Almost 90 percent of college students say they want more financial education, but few schools or communities have the ability to provide it. In Kentucky, there is no requirement for financial education in high school, and no state or federal requirements exist at the college level either, when most young adults get their first credit card and develop spending and credit habits that can last a lifetime.
Financial literacy programs are extremely important, especially on college campuses, said Martie Gillen, assistant dean for finance and center administration for the College of Social Work.
"Many students do not have the knowledge they need to make informed financial decisions, and they often end up learning personal finance as a result of making uninformed decisions," explained Gillen, who teaches personal and family finance for the Department of Family Studies and is developing similar coursework for the College of Social Work. "Financial mistakes made in college can have consequences that last. As an educator, if I can help students avoid having to learn from their financial mistakes, then I feel that I have done some good."
In addition to Family Studies classes and Klein's presentations, some UK 101 and 201 classes include lectures on financial literacy, and UK's Cooperative Extension specialists in the College of Agriculture have revamped their Moneywise website as a part of the college's Managing in Tough Times Initiative.
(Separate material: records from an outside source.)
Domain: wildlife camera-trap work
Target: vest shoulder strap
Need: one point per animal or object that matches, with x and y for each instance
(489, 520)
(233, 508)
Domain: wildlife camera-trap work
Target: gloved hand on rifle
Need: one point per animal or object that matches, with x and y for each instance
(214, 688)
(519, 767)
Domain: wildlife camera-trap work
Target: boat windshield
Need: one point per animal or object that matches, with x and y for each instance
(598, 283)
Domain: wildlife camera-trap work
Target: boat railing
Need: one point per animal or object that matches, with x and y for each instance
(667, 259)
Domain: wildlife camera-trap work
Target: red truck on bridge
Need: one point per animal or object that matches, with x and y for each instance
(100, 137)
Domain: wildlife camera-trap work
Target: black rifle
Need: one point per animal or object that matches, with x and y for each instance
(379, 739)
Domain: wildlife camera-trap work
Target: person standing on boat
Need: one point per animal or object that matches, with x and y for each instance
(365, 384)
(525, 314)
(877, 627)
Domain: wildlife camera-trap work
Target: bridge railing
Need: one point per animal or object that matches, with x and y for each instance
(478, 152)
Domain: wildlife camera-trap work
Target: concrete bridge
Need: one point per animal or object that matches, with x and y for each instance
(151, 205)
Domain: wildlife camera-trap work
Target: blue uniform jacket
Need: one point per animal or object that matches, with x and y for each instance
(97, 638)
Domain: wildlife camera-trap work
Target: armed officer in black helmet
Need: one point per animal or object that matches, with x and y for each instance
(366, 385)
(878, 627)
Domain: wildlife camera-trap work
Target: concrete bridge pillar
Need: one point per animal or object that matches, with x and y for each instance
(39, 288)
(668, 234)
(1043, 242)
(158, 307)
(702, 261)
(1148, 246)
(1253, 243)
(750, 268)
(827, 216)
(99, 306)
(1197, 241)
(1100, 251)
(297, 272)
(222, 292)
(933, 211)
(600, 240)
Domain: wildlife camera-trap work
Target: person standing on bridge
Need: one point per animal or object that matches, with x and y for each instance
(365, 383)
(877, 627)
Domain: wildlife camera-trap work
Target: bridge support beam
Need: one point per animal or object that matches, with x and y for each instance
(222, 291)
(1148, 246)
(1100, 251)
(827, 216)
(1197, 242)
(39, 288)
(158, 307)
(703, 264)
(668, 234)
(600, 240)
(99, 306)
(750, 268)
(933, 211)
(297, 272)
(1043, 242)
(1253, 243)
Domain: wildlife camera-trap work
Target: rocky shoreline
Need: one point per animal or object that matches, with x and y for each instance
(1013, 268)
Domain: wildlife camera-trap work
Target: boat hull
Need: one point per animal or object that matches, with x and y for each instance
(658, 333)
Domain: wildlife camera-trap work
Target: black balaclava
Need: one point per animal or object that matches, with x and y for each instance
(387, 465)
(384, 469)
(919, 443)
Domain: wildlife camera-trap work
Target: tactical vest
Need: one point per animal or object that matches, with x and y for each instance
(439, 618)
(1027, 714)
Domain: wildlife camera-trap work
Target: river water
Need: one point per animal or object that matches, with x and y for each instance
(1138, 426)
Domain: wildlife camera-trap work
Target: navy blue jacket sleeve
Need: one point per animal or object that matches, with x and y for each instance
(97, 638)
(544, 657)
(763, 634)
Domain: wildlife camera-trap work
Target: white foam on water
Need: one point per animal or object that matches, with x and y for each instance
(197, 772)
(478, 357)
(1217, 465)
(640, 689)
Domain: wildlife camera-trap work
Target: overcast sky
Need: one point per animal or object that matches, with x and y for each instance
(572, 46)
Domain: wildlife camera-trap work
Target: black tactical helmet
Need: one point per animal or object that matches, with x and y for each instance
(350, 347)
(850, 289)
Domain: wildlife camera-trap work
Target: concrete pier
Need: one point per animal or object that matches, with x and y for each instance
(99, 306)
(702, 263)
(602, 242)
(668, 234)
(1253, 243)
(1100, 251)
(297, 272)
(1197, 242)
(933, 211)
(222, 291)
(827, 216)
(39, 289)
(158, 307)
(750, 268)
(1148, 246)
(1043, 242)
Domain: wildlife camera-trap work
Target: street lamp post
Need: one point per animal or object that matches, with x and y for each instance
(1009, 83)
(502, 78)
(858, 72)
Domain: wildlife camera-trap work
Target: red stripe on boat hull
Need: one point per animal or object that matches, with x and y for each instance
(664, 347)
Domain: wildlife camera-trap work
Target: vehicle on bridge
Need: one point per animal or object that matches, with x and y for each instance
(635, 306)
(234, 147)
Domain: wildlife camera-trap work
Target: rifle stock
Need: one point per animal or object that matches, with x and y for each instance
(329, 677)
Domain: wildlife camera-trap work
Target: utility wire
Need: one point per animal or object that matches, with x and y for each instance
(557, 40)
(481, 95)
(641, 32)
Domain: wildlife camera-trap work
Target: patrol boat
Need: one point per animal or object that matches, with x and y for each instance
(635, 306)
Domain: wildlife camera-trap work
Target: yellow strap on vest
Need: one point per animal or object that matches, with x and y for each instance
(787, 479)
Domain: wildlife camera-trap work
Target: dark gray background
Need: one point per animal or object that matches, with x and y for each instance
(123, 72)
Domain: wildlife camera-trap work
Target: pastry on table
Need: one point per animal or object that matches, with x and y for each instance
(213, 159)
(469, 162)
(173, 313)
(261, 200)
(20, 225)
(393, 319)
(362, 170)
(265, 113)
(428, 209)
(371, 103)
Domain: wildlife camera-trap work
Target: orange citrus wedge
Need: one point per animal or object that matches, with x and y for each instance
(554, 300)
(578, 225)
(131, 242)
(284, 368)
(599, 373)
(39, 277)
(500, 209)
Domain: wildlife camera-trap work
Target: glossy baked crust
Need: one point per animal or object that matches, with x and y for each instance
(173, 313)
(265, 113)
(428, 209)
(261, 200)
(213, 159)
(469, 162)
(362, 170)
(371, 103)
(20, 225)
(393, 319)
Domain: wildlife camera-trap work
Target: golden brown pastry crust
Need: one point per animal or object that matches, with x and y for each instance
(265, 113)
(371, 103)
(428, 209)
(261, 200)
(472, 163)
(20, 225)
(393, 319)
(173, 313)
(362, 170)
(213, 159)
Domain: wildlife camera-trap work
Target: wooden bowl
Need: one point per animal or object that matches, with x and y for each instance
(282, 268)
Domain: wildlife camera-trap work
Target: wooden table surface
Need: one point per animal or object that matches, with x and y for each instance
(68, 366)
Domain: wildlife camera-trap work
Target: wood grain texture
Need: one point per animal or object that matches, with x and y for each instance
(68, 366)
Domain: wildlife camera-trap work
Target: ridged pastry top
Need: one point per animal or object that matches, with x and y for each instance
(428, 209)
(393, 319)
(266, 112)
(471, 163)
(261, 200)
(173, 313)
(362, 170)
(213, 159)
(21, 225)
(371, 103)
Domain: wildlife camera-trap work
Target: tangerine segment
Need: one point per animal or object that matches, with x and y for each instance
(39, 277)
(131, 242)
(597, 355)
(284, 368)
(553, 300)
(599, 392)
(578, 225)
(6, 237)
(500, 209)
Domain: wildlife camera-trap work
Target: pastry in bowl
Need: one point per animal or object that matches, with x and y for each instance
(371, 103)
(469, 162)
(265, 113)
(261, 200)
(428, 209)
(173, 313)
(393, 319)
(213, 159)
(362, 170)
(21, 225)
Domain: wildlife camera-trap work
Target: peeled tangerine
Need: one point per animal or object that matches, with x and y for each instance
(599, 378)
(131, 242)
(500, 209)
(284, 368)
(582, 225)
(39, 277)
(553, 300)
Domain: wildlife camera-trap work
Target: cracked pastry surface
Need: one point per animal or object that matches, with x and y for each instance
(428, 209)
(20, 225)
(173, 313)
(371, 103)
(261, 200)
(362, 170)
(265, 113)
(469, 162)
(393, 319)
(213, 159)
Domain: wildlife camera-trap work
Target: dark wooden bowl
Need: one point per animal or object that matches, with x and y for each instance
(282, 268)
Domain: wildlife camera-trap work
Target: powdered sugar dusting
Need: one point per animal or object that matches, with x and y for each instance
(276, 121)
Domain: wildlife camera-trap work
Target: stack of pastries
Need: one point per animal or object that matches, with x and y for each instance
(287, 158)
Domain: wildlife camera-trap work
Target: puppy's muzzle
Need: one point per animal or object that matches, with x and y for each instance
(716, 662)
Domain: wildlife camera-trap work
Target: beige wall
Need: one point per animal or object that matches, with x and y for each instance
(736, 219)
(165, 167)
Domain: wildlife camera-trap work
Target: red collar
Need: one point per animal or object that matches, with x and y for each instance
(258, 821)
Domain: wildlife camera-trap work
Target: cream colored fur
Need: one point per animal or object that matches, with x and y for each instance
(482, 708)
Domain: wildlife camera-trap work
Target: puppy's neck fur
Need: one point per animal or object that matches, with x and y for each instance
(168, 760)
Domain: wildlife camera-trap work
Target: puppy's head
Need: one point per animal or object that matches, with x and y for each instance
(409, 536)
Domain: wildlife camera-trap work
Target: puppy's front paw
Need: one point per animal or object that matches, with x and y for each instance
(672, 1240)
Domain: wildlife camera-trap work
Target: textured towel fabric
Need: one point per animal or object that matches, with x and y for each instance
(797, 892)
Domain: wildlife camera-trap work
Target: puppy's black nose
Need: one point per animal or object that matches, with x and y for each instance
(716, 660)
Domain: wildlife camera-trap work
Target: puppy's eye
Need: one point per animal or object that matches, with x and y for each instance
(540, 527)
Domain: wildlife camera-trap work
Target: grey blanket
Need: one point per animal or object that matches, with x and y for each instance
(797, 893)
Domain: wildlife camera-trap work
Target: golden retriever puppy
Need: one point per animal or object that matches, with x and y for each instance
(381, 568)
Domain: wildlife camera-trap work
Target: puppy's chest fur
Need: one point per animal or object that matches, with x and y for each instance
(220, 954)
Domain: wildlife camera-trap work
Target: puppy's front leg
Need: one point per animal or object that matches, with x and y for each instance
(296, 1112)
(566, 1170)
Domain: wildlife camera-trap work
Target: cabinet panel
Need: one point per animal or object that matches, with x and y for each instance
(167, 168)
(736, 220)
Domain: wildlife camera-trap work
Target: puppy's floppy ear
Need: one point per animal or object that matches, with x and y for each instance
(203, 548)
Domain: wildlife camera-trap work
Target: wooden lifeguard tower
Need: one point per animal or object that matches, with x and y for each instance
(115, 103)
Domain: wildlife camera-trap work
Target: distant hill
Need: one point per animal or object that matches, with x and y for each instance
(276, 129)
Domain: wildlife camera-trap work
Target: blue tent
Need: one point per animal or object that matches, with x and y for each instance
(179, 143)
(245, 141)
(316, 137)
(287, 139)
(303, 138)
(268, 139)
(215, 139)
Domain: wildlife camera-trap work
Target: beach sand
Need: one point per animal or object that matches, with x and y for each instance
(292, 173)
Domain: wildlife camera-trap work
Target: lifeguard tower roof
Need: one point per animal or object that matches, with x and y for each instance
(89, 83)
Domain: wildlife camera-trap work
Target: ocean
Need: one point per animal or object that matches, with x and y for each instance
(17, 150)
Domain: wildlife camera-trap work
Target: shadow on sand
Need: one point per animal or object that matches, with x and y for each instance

“We want to continue to assist people with economic recovery and help them prepare for their financial future,” said Jennifer Hunter, UK assistant extension professor in family finance.
"Students have told me that they’re so relieved to be having a conversation and lesson about finance, as it’s not something they’re used to talking about with their families or at school," added Klein. "I’m just trying to start a dialogue among my peers and to get financial information into as many hands as I can."